On Sunday afternoon, Anne and I went to go see the exhibit, Home Lands: How Women Made the West, at the Missouri History Museum. This show originated at the [Gene] Autry National Center in LA. After Saint Louis it will move on to Tulsa and Santa Fe. The show from LA came divided into three geographical areas, Rio Arriba, Puget Sound and the Front Range. The Missouri History Museum added a fourth area, Saint Louis.
The Saint Louis addendum acts as a gateway to the rest of the exhibit. It starts with women’s involvement in early Western history, a time from when Saint Louis was on the edge of the frontier to a time where it had evolved into the Gateway to the West. The Saint Louis section also covers women’s political activism in the 20th century. Topics include the suffragette movement and subsequent political movements to protect the environment. Until the former suffragettes turned their attention to air quality, you could measure soot on a Saint Louis sidewalk in grams per square foot.
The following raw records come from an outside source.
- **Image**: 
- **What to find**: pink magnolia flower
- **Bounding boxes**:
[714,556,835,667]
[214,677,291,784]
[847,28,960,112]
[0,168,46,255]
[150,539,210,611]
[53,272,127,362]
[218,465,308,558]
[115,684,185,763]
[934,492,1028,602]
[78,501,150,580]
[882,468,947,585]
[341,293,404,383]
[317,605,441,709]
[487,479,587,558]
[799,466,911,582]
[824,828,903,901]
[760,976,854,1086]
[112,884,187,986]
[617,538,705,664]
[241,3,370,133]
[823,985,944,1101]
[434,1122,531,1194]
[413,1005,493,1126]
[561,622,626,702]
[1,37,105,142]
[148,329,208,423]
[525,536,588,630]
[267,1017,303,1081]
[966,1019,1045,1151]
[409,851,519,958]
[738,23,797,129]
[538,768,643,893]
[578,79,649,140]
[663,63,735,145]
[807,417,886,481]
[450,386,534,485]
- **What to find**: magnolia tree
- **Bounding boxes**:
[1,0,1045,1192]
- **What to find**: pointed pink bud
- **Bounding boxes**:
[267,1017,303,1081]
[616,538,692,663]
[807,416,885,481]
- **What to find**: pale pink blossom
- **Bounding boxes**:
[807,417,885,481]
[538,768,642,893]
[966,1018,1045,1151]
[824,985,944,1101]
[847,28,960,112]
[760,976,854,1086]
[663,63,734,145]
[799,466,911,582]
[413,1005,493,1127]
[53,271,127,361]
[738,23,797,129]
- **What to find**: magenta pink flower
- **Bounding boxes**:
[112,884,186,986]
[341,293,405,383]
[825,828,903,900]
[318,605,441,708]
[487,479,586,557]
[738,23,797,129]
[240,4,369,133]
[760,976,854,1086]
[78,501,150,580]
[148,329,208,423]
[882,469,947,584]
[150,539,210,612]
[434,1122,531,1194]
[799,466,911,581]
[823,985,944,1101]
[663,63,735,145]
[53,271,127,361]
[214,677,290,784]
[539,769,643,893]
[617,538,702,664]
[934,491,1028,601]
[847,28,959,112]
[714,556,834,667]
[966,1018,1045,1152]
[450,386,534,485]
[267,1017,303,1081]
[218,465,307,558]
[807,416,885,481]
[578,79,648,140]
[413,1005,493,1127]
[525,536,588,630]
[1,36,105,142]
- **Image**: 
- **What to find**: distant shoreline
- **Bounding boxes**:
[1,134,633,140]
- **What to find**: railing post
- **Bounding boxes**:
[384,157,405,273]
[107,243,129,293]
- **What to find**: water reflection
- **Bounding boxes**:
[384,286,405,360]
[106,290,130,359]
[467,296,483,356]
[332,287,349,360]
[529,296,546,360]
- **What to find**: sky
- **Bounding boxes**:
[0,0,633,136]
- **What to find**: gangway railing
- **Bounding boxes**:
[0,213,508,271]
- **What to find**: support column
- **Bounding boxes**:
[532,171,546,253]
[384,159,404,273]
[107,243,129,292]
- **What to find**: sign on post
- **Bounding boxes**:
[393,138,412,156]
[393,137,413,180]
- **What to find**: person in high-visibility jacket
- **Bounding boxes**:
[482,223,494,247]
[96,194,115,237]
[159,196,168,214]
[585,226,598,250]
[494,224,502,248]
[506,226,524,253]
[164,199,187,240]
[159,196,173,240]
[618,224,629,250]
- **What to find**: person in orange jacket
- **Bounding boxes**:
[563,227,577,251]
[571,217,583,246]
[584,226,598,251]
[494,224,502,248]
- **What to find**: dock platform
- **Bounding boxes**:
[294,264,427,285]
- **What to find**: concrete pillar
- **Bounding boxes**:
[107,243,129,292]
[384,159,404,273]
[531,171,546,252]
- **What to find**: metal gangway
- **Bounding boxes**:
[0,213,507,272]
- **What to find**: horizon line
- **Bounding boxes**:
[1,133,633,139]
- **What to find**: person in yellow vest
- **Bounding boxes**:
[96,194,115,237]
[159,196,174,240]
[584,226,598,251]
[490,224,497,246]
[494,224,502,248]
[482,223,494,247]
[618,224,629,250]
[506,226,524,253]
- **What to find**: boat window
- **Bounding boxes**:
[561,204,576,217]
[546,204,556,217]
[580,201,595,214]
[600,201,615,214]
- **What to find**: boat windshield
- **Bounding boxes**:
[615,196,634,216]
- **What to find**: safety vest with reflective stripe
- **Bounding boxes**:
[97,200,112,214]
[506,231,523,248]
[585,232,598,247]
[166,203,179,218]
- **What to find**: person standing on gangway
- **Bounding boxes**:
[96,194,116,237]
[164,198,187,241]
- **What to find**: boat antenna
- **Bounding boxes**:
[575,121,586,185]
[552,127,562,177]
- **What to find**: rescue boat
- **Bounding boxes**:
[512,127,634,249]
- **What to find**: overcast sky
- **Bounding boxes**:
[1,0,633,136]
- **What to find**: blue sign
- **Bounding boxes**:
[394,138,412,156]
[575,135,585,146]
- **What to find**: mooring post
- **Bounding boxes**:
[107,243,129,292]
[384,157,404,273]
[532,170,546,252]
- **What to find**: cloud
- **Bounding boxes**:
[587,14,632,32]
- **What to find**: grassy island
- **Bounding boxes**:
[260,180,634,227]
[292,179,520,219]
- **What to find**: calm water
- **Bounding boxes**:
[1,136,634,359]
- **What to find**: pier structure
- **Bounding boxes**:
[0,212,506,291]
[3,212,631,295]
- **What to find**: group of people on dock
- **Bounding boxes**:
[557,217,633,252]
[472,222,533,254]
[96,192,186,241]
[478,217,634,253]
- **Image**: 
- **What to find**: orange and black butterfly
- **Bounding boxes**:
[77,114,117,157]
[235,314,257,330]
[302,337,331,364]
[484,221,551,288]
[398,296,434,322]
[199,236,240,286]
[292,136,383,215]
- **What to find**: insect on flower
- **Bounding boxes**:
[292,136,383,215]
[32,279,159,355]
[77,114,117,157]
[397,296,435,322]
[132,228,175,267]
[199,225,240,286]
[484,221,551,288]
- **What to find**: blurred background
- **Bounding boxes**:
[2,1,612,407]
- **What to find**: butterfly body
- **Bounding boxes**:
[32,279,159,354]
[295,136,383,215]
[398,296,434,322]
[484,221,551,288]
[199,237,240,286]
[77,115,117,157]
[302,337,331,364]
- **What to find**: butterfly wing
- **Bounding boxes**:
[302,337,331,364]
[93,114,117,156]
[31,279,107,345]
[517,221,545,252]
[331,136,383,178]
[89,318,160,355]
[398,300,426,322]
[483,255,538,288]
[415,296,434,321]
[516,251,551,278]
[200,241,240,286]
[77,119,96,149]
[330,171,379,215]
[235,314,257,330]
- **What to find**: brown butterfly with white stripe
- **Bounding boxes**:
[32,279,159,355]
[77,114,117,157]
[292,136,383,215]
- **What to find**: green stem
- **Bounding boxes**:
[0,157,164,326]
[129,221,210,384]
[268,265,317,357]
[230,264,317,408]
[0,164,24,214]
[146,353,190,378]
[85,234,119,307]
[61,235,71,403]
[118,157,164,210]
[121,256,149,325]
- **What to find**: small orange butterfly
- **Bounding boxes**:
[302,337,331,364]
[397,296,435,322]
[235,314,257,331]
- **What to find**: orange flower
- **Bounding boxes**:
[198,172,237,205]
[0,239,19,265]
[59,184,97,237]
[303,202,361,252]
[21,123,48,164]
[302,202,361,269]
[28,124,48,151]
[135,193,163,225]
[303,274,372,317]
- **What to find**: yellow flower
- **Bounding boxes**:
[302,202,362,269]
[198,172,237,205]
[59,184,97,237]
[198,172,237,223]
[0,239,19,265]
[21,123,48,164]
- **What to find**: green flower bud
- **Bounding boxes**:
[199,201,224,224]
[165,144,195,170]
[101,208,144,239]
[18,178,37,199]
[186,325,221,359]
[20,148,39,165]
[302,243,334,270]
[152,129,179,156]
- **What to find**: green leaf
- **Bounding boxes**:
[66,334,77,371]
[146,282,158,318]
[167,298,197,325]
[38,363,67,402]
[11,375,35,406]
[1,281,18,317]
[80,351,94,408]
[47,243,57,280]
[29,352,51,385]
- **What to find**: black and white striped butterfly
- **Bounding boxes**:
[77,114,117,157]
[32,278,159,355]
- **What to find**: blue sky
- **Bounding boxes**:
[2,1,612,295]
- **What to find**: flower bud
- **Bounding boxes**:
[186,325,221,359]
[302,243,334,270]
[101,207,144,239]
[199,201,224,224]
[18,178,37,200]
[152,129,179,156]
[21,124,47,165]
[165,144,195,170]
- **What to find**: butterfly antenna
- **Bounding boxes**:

The main Autry exhibit is much richer in content than the Saint Louis section. The show has plenty of interesting and beautiful cultural and art objects enclosed in Plexiglas display cases. All museum exhibits have those. This show employs a multisensory approach of sight and sound to create individual stories of real women that are woven together in an almost crazy quilt fashion. The show’s layout is free of form, so the visitor wanders easily from the Southwest to the Northwest, to the Rocky Mountains and back again. I found myself circling back again and finding new aspects of this exhibit to experience.
Home Lands pays homage to the American woman of the West. Particular care is taken to pay homage to all of her many faces, Native American, African American, Japanese American, Swedish American and many of the rest. Home Lands portrays women working in the home, but also working outside of it, women working as farmers, doctors, fishermen, factory workers and many more occupations. The conventional history of the American West is a male-dominated narrative. This show aims to redress this imbalance.